La gripa bogotana

Ya es un lugar común afirmar que regresar a Bogotá conlleva necesariamente la obtención de la gripa, de una manera despiadada, arrogante y directa. Ayer estuve en estado griposo, y me alcanzó a dar fiebre, 38 grados sin explicación. Hace seis meses, cuando estuve por acá, me dio la misma gripa apenas llegué, y además, a las 4 semanas, unas amigdalitis que me privaron de ver la calle durante más de cuatro días. Mi papá me dice que es cuestión de las defensas: que mi cuerpo no cuenta con las suficientes defensas para rechazar el virus bogotano. Esto no me debe pasar solamente a mí, en la medida en que a muchos otros, como lo dije al comienzo, sucumben al mismo estado. La pesadez, la burbuja creada por debajo de la piel de la cara, los aros rojos alrededor de las fosas nasales, los labios resecos por la respiración por la boca, los estornudos repentinos, el estornudo qeu se pierde en el laberinto de mis ojos, nariz y boca, "sonarse" constantemente (ahora que lo pienso, el verbo es perfecto, porque la gripa, ante todo, crea ruido, ya sea con la nariz, con la boca o con el cuerpo entero), sentir que en cualquier minuto se acabará la última barra de la batería y quedaremos postrados en el piso.

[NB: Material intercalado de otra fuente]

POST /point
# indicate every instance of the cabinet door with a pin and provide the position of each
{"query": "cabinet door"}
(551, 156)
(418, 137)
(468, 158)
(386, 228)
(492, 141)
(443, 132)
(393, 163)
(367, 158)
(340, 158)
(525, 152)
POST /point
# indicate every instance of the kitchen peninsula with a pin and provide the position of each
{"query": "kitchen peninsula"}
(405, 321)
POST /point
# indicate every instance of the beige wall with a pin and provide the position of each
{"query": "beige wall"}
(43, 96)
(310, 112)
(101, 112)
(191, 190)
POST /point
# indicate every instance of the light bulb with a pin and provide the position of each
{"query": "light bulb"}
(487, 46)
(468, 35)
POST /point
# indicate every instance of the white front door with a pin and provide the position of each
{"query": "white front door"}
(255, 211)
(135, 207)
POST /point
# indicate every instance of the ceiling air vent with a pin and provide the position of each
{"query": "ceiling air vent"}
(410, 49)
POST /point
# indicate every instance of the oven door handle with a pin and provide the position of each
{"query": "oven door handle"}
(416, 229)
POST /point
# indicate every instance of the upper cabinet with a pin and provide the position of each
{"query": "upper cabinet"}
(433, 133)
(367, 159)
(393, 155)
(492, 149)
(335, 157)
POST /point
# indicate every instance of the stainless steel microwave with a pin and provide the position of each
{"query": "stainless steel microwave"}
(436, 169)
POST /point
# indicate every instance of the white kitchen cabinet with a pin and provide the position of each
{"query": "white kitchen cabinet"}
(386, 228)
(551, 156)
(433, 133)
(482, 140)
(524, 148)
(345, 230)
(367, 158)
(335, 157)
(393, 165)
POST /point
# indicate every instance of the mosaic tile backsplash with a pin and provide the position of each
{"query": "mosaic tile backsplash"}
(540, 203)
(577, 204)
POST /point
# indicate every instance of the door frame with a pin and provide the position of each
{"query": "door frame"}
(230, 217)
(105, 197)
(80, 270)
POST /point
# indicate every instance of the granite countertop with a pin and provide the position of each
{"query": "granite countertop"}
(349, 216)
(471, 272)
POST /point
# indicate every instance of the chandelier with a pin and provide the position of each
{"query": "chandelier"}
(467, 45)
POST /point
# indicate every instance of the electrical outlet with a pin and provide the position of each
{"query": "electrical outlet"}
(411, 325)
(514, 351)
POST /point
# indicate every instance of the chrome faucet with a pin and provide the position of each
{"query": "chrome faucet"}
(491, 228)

¿Qué tan cierto es haber perdido las defensas? Cuando vengo a Bogotá, presiento sus calles, me aletargo en callejones desmedidos, vaticino las esquinas peligrosas. De alguna manera, si bien mi cuerpo se encuentra indispuesto frente a esto, Bogotá sigue siendo ese mapa mental, ese mapa ameno y desfallecedor con el que siempre he cargado. Bogotá tiene un invierno eterno, y juro haber visto nubes, atardeceres y montañas como no las he visto en España, y como jamás las veré en Europa.
Sin embargo, me aterra pensar que de ahora en adelante, siempre que venga, exista la posibilidad de adquirir la gripa por falta de defensas. Y sí, es posible porque en Bogotá me siento indefenso: me hace falta adquirir la mirada que me permita comprender su significación.